SECTION 15. Release.
(a) As of the date of this Waiver, each Loan Party Obligor, for itself and on behalf of its successors, assigns, Subsidiaries and such Loan Party Obligor’s and its Subsidiaries’ officers, directors (and any equivalent governing body), employees, agents, representatives, advisors, consultants, accountants and attorneys, and any Person acting for or on behalf of, or claiming through it (collectively, the “Releasing Persons”), hereby waives, releases, remises and forever discharges each Secured Party, each of their respective Affiliates and successors in title, and past, present and future officers, directors, employees, limited partners, general partners, investors, attorneys, assigns, subsidiaries, shareholders, trustees, agents and other professionals of the foregoing entities and all other Persons and entities to whom any Secured Party would be liable if such Persons were found to be liable to such Releasing Persons (each a “Releasee” and collectively, the “Releasees”), from any and all past, present and future claims, suits, liens, lawsuits, amounts paid in settlement, debts, deficiencies, disbursements, demands, obligations, liabilities, causes of action, damages, losses, costs and expenses of any kind or character, whether based in equity, law, contract, tort, implied or express warranty, strict liability, criminal or civil statute or common law (each a “Claim” and collectively, the “Claims”), whether known or unknown, fixed or contingent, direct, indirect, or derivative, asserted or unasserted, matured or unmatured, foreseen or unforeseen, past or present, liquidated or unliquidated, suspected or unsuspected, which such Releasing Persons ever had from the beginning of the world until (and including) the date hereof, against any such Releasing Person which relates, directly or indirectly, to the Facility Agreement, any other Loan Document, any Equity Document, the Stock owned by any Releasee or to any acts or omissions of any such Releasee with respect to the Facility Agreement, any other Loan Document, any Equity Document, or any Stock owned by any Releasee, or to the lender-borrower relationship evidenced by the Facility Agreement and the other Loan Documents (including as modified hereby, as applicable) or the Stock holder relationship evidenced by the Equity Documents.

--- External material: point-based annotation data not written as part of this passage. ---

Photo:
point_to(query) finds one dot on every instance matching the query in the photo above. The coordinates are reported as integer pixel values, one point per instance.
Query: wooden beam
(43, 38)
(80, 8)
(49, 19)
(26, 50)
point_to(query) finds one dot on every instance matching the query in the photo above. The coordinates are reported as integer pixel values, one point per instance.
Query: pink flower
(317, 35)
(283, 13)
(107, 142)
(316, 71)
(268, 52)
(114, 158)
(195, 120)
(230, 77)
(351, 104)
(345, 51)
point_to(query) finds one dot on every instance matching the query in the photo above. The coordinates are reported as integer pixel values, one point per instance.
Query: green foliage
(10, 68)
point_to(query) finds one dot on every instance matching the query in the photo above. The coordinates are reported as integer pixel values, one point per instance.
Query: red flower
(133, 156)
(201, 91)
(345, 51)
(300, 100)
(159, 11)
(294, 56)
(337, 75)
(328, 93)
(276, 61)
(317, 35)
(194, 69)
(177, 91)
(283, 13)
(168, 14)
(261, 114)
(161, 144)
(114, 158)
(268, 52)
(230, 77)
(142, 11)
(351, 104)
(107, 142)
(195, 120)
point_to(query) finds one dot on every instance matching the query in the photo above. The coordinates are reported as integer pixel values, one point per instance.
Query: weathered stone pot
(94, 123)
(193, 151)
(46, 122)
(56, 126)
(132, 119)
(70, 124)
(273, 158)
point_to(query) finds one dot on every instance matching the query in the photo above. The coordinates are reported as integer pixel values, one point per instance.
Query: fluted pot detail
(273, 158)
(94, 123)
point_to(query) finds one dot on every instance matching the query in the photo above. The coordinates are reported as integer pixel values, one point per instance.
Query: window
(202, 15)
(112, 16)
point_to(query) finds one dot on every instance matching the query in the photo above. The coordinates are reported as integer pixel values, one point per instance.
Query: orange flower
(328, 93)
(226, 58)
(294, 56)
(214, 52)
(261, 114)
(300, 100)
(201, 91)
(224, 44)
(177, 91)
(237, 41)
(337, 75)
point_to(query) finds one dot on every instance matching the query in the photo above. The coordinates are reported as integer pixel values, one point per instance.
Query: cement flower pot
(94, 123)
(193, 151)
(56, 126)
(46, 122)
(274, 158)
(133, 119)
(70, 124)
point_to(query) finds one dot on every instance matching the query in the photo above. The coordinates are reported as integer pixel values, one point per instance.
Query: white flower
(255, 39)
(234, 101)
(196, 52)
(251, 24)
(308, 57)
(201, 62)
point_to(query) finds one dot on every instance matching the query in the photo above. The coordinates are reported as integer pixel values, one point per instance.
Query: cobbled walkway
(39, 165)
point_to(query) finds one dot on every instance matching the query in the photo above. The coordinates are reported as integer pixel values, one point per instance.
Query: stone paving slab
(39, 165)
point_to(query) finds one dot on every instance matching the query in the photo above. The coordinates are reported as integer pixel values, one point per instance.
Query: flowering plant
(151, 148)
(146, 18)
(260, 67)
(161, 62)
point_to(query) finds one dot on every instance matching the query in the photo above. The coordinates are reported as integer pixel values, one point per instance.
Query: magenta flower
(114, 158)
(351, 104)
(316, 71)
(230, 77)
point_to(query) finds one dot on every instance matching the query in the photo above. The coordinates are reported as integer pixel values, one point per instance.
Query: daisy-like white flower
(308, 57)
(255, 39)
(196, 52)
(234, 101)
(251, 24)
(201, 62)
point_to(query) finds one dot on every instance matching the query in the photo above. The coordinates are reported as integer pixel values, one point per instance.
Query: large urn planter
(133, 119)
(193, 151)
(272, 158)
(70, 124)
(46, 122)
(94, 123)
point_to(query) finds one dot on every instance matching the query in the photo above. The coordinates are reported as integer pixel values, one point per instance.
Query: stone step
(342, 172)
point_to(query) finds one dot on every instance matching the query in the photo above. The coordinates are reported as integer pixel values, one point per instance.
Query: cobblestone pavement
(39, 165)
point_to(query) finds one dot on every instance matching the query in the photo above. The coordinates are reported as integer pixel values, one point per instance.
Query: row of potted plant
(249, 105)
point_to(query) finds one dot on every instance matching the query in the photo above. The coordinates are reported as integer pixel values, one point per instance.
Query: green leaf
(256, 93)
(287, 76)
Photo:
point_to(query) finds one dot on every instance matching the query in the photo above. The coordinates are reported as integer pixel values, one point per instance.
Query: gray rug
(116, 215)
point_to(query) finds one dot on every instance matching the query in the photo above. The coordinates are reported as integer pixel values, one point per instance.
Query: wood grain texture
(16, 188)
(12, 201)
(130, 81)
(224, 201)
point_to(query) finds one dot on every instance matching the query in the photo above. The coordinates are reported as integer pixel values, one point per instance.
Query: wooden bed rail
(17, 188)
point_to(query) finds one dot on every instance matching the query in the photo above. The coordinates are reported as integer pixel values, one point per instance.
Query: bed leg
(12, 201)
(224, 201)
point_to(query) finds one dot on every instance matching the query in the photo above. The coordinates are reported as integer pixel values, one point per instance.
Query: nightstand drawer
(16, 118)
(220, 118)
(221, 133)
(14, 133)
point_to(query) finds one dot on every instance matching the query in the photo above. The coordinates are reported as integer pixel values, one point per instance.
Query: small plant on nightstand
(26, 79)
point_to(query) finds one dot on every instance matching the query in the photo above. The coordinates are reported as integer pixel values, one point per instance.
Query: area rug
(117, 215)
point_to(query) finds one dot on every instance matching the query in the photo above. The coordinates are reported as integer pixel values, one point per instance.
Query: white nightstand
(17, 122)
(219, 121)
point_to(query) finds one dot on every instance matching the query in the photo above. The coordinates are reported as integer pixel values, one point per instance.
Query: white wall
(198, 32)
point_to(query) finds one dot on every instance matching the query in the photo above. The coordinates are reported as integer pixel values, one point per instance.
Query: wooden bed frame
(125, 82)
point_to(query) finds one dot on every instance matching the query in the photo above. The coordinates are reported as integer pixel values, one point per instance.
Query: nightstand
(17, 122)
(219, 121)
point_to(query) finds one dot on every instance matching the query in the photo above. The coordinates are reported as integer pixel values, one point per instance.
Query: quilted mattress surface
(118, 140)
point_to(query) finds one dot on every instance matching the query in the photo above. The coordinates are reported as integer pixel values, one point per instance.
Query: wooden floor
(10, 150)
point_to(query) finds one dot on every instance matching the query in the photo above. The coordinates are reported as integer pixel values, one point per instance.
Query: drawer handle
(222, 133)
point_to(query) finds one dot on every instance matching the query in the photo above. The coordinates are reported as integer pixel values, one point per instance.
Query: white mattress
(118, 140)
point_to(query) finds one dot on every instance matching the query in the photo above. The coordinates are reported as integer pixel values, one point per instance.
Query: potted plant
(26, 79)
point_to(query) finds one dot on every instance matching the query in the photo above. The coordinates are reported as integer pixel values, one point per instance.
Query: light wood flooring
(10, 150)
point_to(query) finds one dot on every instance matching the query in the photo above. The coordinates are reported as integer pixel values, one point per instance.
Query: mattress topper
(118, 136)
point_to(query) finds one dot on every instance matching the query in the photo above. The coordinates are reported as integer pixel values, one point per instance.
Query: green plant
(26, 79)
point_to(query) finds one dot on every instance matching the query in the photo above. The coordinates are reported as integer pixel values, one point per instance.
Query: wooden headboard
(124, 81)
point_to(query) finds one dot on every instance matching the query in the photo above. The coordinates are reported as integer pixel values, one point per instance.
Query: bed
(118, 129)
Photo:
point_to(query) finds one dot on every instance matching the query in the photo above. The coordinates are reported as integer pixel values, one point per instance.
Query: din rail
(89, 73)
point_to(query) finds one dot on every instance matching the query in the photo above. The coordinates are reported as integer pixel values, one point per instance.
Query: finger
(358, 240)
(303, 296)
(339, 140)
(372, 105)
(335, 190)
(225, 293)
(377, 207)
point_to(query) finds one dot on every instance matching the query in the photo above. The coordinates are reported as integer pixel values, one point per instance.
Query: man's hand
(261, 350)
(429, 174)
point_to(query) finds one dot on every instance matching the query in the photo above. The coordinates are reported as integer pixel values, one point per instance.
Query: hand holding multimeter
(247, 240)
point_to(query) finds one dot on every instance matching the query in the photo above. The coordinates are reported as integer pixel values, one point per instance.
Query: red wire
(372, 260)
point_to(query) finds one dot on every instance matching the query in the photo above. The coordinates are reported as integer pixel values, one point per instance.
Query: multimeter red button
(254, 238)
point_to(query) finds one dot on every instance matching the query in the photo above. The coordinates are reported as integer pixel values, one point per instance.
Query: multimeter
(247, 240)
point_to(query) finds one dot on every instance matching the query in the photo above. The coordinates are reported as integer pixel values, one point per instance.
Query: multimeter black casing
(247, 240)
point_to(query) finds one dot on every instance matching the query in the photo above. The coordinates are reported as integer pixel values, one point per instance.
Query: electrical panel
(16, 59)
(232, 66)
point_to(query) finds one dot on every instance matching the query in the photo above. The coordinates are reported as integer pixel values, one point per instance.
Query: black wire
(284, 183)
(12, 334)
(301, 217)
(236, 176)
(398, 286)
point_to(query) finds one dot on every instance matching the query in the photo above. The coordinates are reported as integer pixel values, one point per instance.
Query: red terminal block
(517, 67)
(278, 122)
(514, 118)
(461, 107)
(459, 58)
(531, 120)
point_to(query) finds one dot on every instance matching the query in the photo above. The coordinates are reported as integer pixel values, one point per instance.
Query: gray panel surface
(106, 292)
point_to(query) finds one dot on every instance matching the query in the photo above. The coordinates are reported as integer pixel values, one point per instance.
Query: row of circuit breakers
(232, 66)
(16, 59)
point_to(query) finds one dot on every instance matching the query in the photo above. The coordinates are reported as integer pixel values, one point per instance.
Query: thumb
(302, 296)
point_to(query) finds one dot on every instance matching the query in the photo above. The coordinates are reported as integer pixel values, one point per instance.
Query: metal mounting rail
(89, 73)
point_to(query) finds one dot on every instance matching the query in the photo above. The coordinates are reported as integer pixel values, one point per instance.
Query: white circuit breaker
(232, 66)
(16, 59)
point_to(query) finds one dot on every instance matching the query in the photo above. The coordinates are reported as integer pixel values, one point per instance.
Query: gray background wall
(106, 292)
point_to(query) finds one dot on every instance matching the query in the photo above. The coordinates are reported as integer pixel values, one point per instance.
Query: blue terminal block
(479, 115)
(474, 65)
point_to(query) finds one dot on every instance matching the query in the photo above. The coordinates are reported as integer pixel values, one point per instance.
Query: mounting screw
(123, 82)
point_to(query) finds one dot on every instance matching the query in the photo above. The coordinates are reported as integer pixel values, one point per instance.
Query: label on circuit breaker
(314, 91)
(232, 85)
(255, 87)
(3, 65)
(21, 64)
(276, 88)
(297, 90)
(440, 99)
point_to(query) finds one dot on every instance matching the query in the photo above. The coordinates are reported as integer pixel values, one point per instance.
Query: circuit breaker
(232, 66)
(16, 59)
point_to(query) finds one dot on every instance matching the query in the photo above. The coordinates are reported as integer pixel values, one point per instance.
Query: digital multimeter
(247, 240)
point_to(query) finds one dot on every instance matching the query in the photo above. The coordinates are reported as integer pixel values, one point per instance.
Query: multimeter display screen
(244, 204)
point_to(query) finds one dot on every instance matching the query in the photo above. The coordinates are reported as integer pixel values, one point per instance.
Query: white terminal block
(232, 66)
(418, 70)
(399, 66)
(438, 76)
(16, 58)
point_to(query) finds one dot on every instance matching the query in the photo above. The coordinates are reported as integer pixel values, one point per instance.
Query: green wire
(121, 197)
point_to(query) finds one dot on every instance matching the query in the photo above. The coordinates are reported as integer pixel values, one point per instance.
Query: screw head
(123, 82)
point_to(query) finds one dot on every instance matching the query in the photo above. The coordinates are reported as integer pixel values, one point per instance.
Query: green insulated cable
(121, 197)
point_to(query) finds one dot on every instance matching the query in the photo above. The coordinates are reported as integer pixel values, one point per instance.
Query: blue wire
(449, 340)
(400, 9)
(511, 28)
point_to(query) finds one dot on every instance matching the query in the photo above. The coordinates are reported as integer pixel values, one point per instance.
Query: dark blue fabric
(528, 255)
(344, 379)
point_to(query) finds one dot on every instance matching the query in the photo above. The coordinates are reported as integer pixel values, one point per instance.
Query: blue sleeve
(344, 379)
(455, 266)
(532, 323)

(b) As to each and every Claim released hereunder, each Loan Party Obligor hereby agrees, represents and warrants that it has received the advice of legal counsel with regard to the releases contained herein, and having been so advised, specifically waives the benefit of the provisions of Section 1542 of the Civil Code of California which provides as follows:
“A GENERAL RELEASE DOES NOT EXTEND TO CLAIMS WHICH THE CREDITOR DOES NOT KNOW OR SUSPECT TO EXIST IN HIS OR HER FAVOR AT THE TIME OF EXECUTING THE RELEASE, WHICH IF KNOWN BY HIM OR HER MUST HAVE MATERIALLY AFFECTED HIS OR HER SETTLEMENT WITH THE DEBTOR.”
(c) As to each and every Claim released hereunder, each Loan Party Obligor also waives the benefit of each other similar provision of applicable federal, state or foreign law (including without limitation the laws of the State of New York), if any, pertaining to general releases after having been advised by legal counsel to such Loan Party Obligor with respect thereto.